As the Navy’s attention shifted to Asia and the Pacific so did Murfin’s career. After serving as President of the board of inquiry of the crash of the Navy Airship Macon into the Pacific in 1935, he was advanced to Commander-in-Chief of the Asiatic Fleet. During this assignment he gained public notice for conducting the search for missing aviatrix Amelia Earhardt. During this assignment, he was promoted to full four star Admiral.
Murfin’s final duty assignment was as Commander of the 14th District at Pearl Harbor. At first glance, this might seem a come down from a Fleet command. But it came as the Navy was increasingly alarmed by Japanese aggression and growing naval might and was beefing up its greatest naval base, Pearl Harbor. Admiral Murfin was expected to bring his noted administrative skills to upgrading and expanding the facilities, along with forward bases at Midway and Wake Islands while making plans to defend them from possible attack.
When he retired, those plans were well underway. I am sure the Admiral thought he had done everything in his considerable powers to carry out his duty.
How his heart must have sunk as, like most Americans, he heard the news of he attack on December 7 on the radio. Within days the scope of the disaster became clear—the destruction of much of the heart of the Pacific Fleet, including many of its great battleships, at their moorage or in dry dock. Only the fortunate fact that the Fleets’s two carriers were at sea averted total disaster.
The Admiral hoped to be recalled to active duty. It didn’t happen. But then in 1944 he was recalled to the Presidency of the Board on Inquiry. He was perfectly qualified by his experience as Judge Advocate and as President of the Macon Board of Inquiry, but the appointment raised eyebrows in and out of the Navy. He would be called to judge the performance of many close former comrades, some of whose careers he had personally mentored and who he had appointed to high positions as well as those of his superiors in Washington. And it was a fact that a good portion of the defense plans for Pearl Harbor had been drawn up under his watch, although they had been somewhat modified by the time of the attack.

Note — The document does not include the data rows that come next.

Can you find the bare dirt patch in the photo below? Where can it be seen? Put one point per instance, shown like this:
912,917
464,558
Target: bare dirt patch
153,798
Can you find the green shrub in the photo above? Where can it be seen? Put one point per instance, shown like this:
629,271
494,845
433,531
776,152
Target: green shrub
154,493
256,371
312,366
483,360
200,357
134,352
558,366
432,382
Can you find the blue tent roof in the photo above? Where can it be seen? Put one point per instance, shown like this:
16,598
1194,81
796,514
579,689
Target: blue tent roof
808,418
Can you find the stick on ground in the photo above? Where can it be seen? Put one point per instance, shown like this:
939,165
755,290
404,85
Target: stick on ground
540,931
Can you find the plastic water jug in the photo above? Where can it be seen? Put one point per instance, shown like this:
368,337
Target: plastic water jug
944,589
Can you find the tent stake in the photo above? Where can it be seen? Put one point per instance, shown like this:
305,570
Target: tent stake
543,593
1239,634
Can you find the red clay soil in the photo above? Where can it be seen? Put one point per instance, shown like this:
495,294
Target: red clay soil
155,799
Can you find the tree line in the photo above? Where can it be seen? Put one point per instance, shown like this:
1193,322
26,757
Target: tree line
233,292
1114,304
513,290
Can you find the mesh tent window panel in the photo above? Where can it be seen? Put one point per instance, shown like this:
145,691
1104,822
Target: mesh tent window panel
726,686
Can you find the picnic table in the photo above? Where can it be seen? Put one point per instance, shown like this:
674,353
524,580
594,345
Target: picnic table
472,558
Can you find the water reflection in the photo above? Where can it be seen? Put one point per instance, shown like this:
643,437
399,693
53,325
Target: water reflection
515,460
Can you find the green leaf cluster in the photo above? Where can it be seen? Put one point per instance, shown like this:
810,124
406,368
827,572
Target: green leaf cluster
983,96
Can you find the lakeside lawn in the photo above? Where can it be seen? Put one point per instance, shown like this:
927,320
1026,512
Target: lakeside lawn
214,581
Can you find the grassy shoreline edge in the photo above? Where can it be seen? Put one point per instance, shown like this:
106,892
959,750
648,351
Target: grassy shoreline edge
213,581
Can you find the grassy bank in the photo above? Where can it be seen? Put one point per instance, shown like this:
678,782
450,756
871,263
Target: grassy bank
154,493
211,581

No matter how you looked at it, the assignment was a hot potato. Inside the Navy and Army officer corps was a wide spread belief that the first official inquiry, hastily assembled at President Roosevelt’s direction by General George C. Marshall, was something of a kangaroo court aimed at scapegoating the on scene commanders, Admiral Husband Kimmel, of the Pacific Fleet, and Lieutenant General Walter C. Short, Army’s Hawaiian Department to protect higher-ups in Washington including General Marshal himself and Chief of Naval Operations Admiral Herald Stark.
On the other hand, pressure was growing in Congress for a more complete investigation.
Murfin’s Board of Inquiry wove a path in between. It was critical enough of high command to earn the wrath of both Marshall, who thought that it was too harsh on the high command and Secretary of the Navy James Forestall, who felt it was to lenient. But it still lay most of the blame on Kimmel and Short. Missing from the equation was the full knowledge of the extent to which Naval Intelligence had broken Japanese Naval codes and exactly what was known about enemy intentions and movements in Washington when. Most of the intelligence, which might have effected operational decisions, was denied to the commanders in the Pacific.
Today Admiral Murfin is most frequently noted by authors in the mini-industry that has sprung up around investigating Pearl Harbor. Ranging from crack-pot conspiracy nuts to serious historians, most have criticized Murfin and his investigation as being lax on Washington. Thus an extraordinary officer with an unblemished record enters history as a footnote and a failure.
The Admiral died October 22, 1956 at the age of 80.
The 1944 Board chaired by Admiral Murfin was actually more critical of Admiral Stark than anyone else. This was due, in part, by the presence of Admiral Adolphus Andrews as a member of that board, who had an axe to grind with Admiral Stark.